There was 'Chalk Stick,' our center, a Classics teacher who was so old and brittle when he moved (that’s describing it generously) crusty clouds of dust hung wafting in the air.  Then our power forward, the aforementioned “Little Mouse” and my personal favorite, small forward,  'Cyclopes,' a comparative mythology specialist with an actual glass eye… I know.  I know… I didn’t believe it either until he yelled FREEZE in the lay-up line and saw it rolling under my feet.  But to top it all off, the most incredible specimen, was our shooting guard, 'Peg Leg,' the Modern Lit teacher. 
Yes, he had a wooden leg, tucked neatly into a size seven Chuck Taylor high top, the victim of an unfortunate monkey mauling as a boy.  He’d grown up idolizing Martial Arts and Blaxploitation movies from the 70’s and would say things like, “Slip… me… skin… Brotha!” and “Hey… Jive… Turkey.”  But what made it worse (could if possibly get any worse?) was that 'Peg Leg' was a total chucker… I mean, a real Black Hole.  Instead of discussing Arthur Miller or Tennessee Williams or having him introduce my to Asia's greatest writers to me, he spent every moment together explaining how I could get him a shot.  He demanded the ball on every possession.  Clapping in my face… shouting at me from across the key… every time, hands out, demanding in a slow broken drawl…”Hey maaa-aaaan!  Pass…da…rock!” 

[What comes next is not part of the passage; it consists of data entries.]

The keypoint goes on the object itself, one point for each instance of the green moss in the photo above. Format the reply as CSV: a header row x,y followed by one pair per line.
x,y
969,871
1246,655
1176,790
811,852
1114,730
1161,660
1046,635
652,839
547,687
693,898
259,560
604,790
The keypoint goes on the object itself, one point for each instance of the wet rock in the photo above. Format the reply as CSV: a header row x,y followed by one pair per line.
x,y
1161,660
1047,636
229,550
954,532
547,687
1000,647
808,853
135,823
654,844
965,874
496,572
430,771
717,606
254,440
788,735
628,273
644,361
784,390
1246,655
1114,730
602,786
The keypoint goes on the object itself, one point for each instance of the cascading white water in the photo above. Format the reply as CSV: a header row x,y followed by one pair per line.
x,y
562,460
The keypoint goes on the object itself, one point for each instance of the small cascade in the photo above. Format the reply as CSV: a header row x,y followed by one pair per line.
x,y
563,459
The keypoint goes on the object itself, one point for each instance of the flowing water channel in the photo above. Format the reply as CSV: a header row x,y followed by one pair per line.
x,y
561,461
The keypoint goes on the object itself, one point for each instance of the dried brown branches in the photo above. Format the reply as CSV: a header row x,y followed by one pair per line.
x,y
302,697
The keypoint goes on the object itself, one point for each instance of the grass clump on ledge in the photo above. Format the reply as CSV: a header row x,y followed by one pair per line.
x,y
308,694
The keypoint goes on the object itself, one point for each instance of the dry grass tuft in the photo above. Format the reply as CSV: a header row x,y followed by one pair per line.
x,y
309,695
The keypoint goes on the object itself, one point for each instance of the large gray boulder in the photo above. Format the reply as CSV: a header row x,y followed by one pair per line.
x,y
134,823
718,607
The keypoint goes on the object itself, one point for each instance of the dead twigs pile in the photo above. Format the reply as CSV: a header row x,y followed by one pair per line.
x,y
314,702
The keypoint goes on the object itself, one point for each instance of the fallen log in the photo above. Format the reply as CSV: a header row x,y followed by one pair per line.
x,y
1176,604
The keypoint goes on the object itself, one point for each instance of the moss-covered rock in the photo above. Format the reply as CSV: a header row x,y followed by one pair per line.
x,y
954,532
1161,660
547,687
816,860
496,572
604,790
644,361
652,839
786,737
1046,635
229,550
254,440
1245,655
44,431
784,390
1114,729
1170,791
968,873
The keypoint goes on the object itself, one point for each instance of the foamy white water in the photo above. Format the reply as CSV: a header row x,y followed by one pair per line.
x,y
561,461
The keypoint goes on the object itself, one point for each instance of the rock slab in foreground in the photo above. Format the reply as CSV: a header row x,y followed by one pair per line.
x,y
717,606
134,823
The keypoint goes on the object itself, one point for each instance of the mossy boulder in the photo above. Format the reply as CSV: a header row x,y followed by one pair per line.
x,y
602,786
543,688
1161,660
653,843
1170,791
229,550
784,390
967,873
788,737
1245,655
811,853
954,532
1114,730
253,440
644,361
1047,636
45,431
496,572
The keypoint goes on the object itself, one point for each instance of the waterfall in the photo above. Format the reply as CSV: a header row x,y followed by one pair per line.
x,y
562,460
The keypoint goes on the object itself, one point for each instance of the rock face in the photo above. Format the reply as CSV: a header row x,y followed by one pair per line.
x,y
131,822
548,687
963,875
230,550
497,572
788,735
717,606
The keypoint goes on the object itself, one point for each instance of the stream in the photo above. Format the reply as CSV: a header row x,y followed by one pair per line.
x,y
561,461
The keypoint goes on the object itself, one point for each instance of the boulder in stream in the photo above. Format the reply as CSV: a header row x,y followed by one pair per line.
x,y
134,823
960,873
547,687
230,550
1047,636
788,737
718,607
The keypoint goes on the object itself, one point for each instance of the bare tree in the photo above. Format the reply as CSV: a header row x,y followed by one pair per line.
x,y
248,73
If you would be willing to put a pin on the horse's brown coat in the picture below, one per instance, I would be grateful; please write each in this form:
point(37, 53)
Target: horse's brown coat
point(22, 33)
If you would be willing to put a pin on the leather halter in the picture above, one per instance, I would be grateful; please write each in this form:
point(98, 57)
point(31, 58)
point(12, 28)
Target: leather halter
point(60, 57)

I’ve never seen a player have such a diverse ability to give the ball away to the other team.  He passed it to them, handed it to them, seemed to will the ball mid-air into their grasp… and of course, he dribbled it off his wooden leg.  But each time he’d come back for more, “Hey maaa-aaan!”  So on that final possession, after clawing and fighting our way back, I decided to give him one last chance.  The final shot.  I held the ball and waited as precious seconds ticked away.  Down to twenty…then fifteen…then ten.  Then in one quick move I drop-stepped hard to the right and dribbled left, collapsing the defense upon me.   Suddenly turning, with less than five seconds on the clock, I shuffled the pass back to ‘Peg Leg’ who caught the ball in one perfect motion, his shooting hands ready, he lifted his arms and let the ball sail upwards toward the goal...
 The block sounded like a car crash.  One of the Engineering teachers swatted the ball so hard it took out two rows of wooden bleachers and still had enough force to bounce back on the other side of the court.  He made sure and chased the ball down leading to a celebratory dunk at the other end.  I stood and watched and sighed, then helped ‘Peg Leg’ up.  “That guy…is …jive, man.”  He slurred, rubbing his jaw.
I nodded. 
As I was leaving, the Agriculture Chair was laughing mercilessly with his team, telling me to come back anytime, my team needed me. That got quite a laugh.  Then he got serious, asking why I passed on the final shot, “You had the hot hand.  We couldn’t stop you.”
I smiled, “A guy with a wooden leg needs a break sometimes, you know?”
He laughed nervously and patted my back, “I don’t get it.”